HISTÓRIAS DE RESISTÊNCIA NO CAMPO
Compondo a mesa de abertura da I Semana Resistência Camponesa, Nilda Silva Correia, 39 anos, reforça a importância dos debates levantados pelo caderno. Segundo ela, que há dez anos mora no acampamento Renascer, em Nova Guarita (MT), a violência sofrida pela ação de grileiros e pistoleiros é desumana.
“É um processo doloroso, mas que a cada dia reforça a nossa esperança de acesso à terra”.
Nilda, mãe de quatro filhos, não mede esforços quando o assunto é a luta para garantir um pedaço de terra. Vivendo apenas da renda fixa do Bolsa Família e um cartão do governo de alimentação de R$ 150,00, seu objetivo é ter a terra para que possa produzir e criar os filhos com dignidade. Além dela, outras 70 famílias moram no mesmo acampamento e vivenciam situações parecidas.
Durante sua fala, mais de 25 camponeses e camponesas se reconheceram nas pautas. Acampados em frente ao INCRA, reivindicam do Estado e das demais instituições públicas a garantia do direito às terras onde vivem.
Diante da pressão ocasionada pelo acampamento, um representante de cada grupo foi convidado para uma reunião com o novo superintendente do INCRA em Mato Grosso, o coronel da Polícia Militar, Marcos Vieira da Cunha, nomeado em novembro de 2020 pela ministra da agricultura, Tereza Cristina. O militar é uma indicação política do presidente Bolsonaro e não possui formação na área ou experiência com questões agrárias, o que tem dificultado o diálogo.
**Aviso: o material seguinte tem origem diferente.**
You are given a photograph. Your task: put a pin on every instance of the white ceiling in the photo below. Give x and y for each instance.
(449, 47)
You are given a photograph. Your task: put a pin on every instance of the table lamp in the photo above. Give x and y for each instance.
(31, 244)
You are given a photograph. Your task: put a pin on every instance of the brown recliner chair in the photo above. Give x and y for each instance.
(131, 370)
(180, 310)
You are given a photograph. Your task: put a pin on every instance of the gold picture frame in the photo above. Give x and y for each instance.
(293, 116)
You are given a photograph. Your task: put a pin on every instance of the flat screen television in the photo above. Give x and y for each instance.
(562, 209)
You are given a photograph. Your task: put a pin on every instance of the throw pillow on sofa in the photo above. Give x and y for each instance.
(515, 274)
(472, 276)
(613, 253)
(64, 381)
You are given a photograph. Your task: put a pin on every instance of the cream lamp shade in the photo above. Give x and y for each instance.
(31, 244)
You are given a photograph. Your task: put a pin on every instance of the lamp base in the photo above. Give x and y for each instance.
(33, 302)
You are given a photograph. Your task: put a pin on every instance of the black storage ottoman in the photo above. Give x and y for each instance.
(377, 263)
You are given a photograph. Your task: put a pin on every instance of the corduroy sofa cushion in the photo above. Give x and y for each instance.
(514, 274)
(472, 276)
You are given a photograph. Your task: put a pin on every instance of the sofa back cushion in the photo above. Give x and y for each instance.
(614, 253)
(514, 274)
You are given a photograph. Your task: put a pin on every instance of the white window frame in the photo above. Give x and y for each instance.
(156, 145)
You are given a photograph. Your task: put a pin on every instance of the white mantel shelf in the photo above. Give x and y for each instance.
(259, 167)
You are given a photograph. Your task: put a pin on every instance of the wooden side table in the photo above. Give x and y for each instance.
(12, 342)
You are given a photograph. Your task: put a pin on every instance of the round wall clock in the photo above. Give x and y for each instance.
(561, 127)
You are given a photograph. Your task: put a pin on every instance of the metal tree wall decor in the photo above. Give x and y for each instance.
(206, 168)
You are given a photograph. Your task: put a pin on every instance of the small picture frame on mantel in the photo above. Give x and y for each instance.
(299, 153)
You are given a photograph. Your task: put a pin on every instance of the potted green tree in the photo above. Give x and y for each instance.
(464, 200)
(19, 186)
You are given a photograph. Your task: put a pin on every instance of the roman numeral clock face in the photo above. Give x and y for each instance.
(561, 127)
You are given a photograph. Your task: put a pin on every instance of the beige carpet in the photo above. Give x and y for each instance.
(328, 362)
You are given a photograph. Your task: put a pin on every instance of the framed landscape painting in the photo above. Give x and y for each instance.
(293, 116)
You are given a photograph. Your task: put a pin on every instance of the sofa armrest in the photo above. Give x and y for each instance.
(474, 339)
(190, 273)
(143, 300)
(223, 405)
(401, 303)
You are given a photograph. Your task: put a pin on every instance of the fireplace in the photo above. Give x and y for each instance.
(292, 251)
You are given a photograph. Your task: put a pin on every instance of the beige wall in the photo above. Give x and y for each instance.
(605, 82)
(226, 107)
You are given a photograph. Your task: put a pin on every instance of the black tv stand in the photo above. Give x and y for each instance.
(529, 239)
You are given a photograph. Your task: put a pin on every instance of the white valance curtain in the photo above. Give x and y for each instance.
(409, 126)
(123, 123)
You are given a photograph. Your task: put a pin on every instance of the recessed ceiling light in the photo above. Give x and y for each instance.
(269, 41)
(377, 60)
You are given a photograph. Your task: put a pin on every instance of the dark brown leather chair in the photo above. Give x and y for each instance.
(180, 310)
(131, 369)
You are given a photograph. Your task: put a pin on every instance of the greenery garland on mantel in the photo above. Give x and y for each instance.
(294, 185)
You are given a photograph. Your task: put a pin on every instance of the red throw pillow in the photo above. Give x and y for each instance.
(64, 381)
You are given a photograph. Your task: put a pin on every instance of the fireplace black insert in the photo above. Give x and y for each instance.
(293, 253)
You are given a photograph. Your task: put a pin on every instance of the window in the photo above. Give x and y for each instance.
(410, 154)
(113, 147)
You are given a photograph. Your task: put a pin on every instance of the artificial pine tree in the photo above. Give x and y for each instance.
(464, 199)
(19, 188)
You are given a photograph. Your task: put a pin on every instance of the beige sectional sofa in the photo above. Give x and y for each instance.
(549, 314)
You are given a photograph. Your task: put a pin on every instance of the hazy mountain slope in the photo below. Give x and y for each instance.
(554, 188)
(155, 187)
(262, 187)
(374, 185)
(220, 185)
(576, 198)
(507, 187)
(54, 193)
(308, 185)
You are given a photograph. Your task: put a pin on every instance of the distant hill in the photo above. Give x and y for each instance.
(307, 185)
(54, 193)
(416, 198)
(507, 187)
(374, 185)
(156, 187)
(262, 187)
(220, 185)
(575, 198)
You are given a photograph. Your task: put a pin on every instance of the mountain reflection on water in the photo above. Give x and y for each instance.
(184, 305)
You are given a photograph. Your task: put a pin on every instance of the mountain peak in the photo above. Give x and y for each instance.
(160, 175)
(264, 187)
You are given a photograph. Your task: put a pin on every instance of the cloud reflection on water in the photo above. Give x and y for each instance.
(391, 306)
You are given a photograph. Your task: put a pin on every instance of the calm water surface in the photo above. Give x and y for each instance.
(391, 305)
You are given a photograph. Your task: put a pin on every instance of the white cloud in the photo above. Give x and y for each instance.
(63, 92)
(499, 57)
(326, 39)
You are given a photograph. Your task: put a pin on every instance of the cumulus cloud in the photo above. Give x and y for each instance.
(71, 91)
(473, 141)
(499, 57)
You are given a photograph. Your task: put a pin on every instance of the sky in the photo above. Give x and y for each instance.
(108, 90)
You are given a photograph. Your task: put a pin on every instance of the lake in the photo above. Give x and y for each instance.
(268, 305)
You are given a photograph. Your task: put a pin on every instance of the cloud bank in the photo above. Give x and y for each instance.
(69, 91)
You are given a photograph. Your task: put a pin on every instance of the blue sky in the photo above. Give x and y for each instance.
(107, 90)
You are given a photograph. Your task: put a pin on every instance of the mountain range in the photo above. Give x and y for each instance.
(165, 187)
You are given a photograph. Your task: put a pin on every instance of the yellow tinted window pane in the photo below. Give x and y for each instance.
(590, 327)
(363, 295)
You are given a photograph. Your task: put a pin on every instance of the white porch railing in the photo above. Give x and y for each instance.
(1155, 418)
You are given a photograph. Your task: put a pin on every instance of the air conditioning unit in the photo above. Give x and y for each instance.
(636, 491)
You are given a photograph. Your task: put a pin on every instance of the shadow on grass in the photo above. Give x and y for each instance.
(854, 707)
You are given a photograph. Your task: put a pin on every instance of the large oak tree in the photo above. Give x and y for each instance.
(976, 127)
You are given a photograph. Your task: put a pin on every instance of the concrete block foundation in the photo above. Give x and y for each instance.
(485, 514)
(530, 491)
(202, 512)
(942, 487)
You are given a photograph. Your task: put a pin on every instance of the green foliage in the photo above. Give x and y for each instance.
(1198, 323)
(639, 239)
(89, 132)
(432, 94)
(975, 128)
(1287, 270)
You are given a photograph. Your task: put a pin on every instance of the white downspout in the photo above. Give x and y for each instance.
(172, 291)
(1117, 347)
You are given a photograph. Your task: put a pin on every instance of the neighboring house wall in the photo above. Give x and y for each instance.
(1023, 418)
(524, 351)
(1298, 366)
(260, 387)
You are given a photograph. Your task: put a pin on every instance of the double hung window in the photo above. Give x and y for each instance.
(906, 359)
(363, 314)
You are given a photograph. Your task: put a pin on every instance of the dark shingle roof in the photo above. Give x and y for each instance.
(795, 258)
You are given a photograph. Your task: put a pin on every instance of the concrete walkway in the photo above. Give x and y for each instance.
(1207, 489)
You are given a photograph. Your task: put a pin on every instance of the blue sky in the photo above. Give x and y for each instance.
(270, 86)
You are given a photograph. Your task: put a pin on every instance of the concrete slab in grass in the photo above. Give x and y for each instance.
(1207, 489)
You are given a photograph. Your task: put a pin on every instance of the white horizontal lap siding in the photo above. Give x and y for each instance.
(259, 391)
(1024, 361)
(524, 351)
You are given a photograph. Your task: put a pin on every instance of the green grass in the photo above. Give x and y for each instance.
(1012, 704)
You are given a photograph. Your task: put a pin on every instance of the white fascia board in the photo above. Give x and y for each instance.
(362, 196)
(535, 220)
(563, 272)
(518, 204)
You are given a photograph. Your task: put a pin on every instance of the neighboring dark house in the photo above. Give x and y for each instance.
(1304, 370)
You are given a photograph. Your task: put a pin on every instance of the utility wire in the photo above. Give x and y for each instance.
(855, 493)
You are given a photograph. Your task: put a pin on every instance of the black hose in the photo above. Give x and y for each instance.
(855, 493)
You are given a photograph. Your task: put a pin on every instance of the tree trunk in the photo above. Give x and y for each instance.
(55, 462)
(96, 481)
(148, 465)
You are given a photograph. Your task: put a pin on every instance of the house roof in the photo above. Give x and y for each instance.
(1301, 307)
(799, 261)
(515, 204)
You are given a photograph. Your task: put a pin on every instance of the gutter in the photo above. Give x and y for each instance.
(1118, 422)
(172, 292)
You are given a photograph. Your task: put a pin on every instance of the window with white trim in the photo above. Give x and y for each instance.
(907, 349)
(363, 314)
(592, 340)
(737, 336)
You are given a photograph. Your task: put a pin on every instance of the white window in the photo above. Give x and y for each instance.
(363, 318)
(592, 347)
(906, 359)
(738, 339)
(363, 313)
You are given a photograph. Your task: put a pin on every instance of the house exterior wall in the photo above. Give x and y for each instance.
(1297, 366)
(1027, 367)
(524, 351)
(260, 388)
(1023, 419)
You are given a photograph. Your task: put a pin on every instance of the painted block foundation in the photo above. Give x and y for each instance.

As famílias acusam o INCRA de se tornar um instrumento a favor do latifúndio, a serviço de grandes fazendeiros e de grileiros de terras, deixando de atender as famílias camponesas que sobrevivem da agricultura familiar em detrimento do grande agronegócio.
No gabinete, decorado com um quadro do presidente Jair Bolsonaro, o coronel pediu que a imprensa não acompanhasse a reunião e se retirasse após as fotografias. Ao final, os representantes relataram que não ouviram nenhuma proposta ou solução, dessa forma decidiram permanecer acampados.
Milton da Costa Neves, 48 anos, é um dos camponeses sentados à beira do meio fio, e que está a ouvir atentamente a fala de Nilda, durante a abertura da I Semana Resistência Camponesa. Ele, que veio para a capital em busca de um posicionamento do Incra , se torna a esperança das 100 famílias que também vivem no pré-assentamento Boa Esperança, no município de Novo Mundo (MT), desde 2005.
“Tá todo mundo lá [no pré-assentamento] esperando notícia”, diz ele esperançoso.
O sonho de trazer a família, que atualmente reside em Colíder, é o que o faz montar a lona preta e aguardar o quanto for preciso por um retorno possível para a documentação de sua terra.
“Muitas pessoas já falaram pra eu desistir, já são 15 anos e não desisti”.